During the Syrian Civil War, Jibril was a notable supporter of the Assad government and PFLP-GC members helped government forces to fight the Syrian opposition. However, after clashes with rebels in Yarmouk Camp in Damascus, the PFLP-GC suffered defections and was forced to withdraw from the camp, and Jibril fled the city.

==Early life==
Born to a Palestinian father and Syrian mother, Jibril's year of birth is given by different sources as 1935, 1937 and 1938 and his place of birth as Yazur, Jaffa, Ramla and Ramallah in Mandatory Palestine as well as Iraq and Syria. When the First Arab-Israeli War began in 1948, his family moved to Homs, Syria, where he was raised. He graduated from the Homs Military Academy and served in the Syrian Army from 1956 until 1958, rising to the rank of captain before being expelled as a suspected Communist. In 1959, he founded the Palestinian Liberation Front. Beginning in 1965, he worked closely with the leadership of the Palestinian National Liberation Movement (Fatah), including Yasser Arafat. In 1967, he joined with George Habash to form the Popular Front for the Liberation of Palestine (PFLP), a Palestinian Marxist–Leninist and revolutionary socialist organization that combined Arab nationalism with the leftist ideology, and which was in conflict with Arafat.

==Break from the PFLP==
In 1968, Jibril broke away from the PFLP because of disputes over the more revolutionary Marxism advocated by Habash and Nayef Hawatmeh. He formed a new organization, the pro-Syrian "The Popular Front for the Liberation of Palestine – General Command" (PFLP-General Command).

Jibril never wavered from his belief that Palestine could only be liberated through military attrition. He joined George Habash and other splinter groups which opposed negotiations with the Israeli government.

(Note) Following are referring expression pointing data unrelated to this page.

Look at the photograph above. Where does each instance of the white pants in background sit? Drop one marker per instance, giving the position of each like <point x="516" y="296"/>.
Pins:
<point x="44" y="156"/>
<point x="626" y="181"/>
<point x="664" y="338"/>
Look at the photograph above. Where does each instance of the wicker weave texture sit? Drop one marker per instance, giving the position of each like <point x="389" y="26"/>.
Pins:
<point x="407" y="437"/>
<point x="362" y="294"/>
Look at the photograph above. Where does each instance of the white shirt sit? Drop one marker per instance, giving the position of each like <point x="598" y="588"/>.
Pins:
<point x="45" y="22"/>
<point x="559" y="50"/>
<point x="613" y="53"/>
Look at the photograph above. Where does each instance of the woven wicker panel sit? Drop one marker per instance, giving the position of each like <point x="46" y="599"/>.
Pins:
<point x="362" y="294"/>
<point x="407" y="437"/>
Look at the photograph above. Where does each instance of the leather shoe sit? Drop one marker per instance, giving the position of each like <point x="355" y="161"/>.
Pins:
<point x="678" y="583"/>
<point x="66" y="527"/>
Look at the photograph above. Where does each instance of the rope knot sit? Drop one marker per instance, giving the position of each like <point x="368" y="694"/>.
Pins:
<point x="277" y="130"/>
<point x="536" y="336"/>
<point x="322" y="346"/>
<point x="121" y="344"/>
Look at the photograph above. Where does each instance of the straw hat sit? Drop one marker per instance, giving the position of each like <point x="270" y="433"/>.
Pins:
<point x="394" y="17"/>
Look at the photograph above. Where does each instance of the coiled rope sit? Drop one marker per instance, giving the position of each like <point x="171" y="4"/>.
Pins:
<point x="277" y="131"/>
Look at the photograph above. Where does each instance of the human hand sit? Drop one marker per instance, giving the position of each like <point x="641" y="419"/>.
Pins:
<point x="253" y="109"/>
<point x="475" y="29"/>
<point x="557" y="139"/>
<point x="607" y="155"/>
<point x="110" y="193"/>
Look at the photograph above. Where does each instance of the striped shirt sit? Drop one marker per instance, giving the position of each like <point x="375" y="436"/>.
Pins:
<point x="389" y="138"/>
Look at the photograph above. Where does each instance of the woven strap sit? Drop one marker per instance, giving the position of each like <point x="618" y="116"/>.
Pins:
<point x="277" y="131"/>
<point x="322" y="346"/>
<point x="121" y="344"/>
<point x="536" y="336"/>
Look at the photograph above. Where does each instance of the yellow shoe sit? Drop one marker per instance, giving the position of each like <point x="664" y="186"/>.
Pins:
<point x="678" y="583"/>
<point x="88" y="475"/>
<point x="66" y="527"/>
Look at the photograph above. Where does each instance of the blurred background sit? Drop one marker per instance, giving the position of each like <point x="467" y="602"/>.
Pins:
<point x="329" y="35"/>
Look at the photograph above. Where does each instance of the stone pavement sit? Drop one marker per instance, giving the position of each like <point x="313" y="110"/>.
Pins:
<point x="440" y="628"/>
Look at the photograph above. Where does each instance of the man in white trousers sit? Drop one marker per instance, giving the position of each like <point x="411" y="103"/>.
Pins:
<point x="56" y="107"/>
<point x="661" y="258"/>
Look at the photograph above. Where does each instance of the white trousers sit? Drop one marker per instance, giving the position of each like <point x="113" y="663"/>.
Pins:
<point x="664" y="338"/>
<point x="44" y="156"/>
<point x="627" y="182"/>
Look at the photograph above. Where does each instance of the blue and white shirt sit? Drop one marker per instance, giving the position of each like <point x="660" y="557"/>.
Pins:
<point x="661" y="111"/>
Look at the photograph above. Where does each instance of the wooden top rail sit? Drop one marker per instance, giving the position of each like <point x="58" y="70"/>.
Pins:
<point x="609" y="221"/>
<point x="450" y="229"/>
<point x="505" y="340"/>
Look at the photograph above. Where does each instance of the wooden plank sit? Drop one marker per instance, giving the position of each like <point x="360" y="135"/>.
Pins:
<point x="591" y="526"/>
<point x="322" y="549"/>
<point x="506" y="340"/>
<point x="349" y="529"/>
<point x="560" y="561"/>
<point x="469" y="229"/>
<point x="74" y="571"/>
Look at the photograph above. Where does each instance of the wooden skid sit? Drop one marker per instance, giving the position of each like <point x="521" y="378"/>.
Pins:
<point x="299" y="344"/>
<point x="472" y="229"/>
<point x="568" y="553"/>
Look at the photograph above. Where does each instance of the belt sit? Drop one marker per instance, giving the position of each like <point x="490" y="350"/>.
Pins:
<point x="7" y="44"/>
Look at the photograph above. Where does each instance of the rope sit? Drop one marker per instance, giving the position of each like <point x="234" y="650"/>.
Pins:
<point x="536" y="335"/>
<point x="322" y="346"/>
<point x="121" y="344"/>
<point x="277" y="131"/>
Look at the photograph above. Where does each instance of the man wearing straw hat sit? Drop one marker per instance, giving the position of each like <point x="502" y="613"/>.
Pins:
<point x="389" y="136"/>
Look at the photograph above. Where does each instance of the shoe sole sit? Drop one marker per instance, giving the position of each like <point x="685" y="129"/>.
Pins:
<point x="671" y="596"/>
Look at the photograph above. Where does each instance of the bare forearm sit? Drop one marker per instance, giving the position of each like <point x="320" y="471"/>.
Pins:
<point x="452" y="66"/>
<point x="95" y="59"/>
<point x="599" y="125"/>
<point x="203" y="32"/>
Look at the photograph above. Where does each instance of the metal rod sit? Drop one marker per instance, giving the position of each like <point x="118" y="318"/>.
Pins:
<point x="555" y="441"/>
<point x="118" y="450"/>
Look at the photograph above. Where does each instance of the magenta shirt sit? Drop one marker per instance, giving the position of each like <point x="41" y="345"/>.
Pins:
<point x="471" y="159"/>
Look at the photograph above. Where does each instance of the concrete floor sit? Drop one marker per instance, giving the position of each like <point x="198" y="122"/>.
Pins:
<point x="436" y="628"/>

He launched a variety of inventive attacks, including the "Night of the Gliders" on 25 November 1987.

==Leader of PFLP-GC==
Samuel Katz's Israel vs. Jibril distinguishes the PFLP-GC and Jibril's strategy from the rest of the Palestine Liberation Organization (PLO) by its emphasis on military training and equipment, and not on declarations and publicity stunts. This caused the group to fail to make a significant mark on the public debate. Since 1994's Oslo Accords, support for the PFLP-GC dwindled among Palestinians.

On 7 May 2001, the Israeli Navy seized a Palestinian boat filled with heavy weapons in the port of Haifa. Jibril is believed to have been behind the shipment of weapons, which were bound for the Gaza Strip.

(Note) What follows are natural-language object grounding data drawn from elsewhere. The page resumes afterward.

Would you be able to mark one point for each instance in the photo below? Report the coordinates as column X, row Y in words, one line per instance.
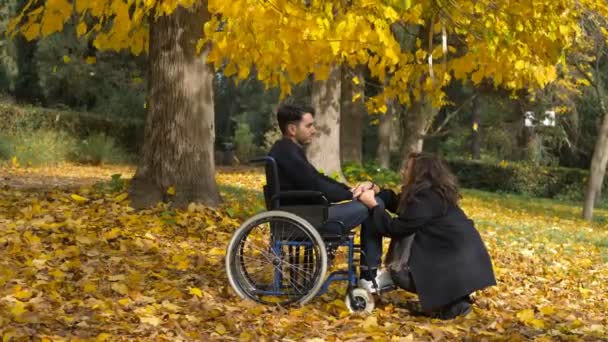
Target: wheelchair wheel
column 362, row 301
column 276, row 257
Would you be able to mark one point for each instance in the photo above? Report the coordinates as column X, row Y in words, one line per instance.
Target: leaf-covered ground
column 76, row 263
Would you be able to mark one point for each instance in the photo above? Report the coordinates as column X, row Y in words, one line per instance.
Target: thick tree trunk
column 352, row 113
column 597, row 170
column 384, row 137
column 179, row 133
column 324, row 152
column 475, row 143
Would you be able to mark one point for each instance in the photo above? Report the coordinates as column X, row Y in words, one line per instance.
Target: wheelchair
column 281, row 256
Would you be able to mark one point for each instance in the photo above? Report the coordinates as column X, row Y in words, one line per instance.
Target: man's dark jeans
column 355, row 213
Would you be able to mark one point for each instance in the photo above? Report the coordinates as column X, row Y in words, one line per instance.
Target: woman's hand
column 362, row 187
column 368, row 198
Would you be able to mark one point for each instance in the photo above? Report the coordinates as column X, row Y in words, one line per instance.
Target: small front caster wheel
column 360, row 300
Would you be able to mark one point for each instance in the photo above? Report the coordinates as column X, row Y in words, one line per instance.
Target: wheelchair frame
column 307, row 211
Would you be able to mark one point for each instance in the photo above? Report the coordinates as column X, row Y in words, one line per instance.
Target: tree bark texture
column 179, row 134
column 324, row 152
column 599, row 161
column 418, row 120
column 475, row 143
column 383, row 152
column 27, row 84
column 352, row 113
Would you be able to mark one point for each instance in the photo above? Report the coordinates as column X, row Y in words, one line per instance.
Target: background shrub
column 98, row 149
column 37, row 147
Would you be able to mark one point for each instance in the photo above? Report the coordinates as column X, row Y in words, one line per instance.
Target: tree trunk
column 324, row 152
column 179, row 135
column 352, row 113
column 597, row 170
column 475, row 144
column 419, row 116
column 384, row 137
column 27, row 85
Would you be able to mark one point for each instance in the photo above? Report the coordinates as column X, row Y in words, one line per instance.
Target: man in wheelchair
column 296, row 173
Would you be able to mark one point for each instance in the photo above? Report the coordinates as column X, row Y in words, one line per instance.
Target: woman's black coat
column 448, row 258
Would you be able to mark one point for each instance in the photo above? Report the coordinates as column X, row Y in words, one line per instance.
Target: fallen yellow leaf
column 196, row 291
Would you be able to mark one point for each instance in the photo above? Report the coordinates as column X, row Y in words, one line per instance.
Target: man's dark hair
column 291, row 114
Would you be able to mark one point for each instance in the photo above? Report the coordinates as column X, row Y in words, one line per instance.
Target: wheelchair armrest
column 314, row 197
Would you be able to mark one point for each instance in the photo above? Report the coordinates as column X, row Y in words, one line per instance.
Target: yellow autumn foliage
column 512, row 44
column 98, row 270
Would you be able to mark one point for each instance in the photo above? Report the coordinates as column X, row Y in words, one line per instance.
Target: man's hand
column 368, row 198
column 365, row 186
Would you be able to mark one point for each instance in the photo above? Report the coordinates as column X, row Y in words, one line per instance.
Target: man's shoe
column 461, row 308
column 382, row 282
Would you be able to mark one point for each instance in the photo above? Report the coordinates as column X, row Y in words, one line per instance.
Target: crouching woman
column 447, row 259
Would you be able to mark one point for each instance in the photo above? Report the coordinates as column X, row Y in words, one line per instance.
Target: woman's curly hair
column 429, row 171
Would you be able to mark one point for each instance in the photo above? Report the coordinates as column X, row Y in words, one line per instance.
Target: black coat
column 296, row 173
column 448, row 258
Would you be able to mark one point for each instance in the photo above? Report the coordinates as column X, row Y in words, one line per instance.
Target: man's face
column 305, row 130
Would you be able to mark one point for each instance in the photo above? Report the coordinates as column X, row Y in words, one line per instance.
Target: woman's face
column 406, row 172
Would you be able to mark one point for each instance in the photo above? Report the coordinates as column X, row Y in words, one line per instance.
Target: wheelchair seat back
column 311, row 206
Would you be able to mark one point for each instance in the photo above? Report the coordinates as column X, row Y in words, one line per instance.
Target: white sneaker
column 383, row 280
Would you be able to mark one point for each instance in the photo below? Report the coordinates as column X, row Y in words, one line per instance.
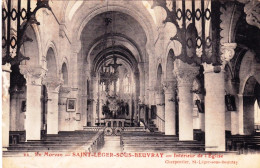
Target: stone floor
column 112, row 144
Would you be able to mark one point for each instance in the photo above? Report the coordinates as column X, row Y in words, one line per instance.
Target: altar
column 114, row 122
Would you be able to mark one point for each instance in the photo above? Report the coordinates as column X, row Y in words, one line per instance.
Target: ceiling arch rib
column 119, row 39
column 118, row 51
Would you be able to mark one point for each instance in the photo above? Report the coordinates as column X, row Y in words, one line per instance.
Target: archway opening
column 251, row 98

During the Syrian Civil War, the PFLP-GC helped the Syrian Army to fight the Syrian rebels in and around Yarmouk Camp – a district of Damascus that is home to the biggest community of Palestinian refugees in Syria. Several members of the PFLP-GC's central committee opposed this alliance with the government and resigned in protest. By 17 December 2012, the rebels, which included Palestinians, had won control of Yarmouk. Jibril fled Damascus, reportedly for the Mediterranean city of Tartous. Palestinian left-wing groups—including the PFLP—berated Jibril and the PFLP-GC. One PFLP official said that Jibril "does not even belong to the Palestinian Left. He is closer to the extremist right-wing groups than to revolutionary leftist ones". On 18 December, the Palestinian National Council (PNC) denounced Jibril, saying it would expel him over his role in the conflict.

Ahmed Jibril

In a 17 February 2017, Jibril did an interview with Al Mayadeen and expressed his hope that the Iranian military with others would fully back the future Palestinian war against Israel.

Talal Naji succeeded Jibril as the secretary-general of the PFLP-GC.

==Personal life==
Jibril's son, Jihad Ahmed Jibril, who headed the PFLP-GC's military wing and was in line to replace Jibril as leader of the group, was killed by a car bomb in Beirut on 20 May 2002.

==Death==
Jibril died of heart failure on 7 July 2021, in Damascus, Syria. After a funeral service in the Al-Othman Mosque in Damascus with his coffin draped in the Palestinian flag, he was buried in the Martyrs Cemetery of the Yarmouk Palestinian refugee camp.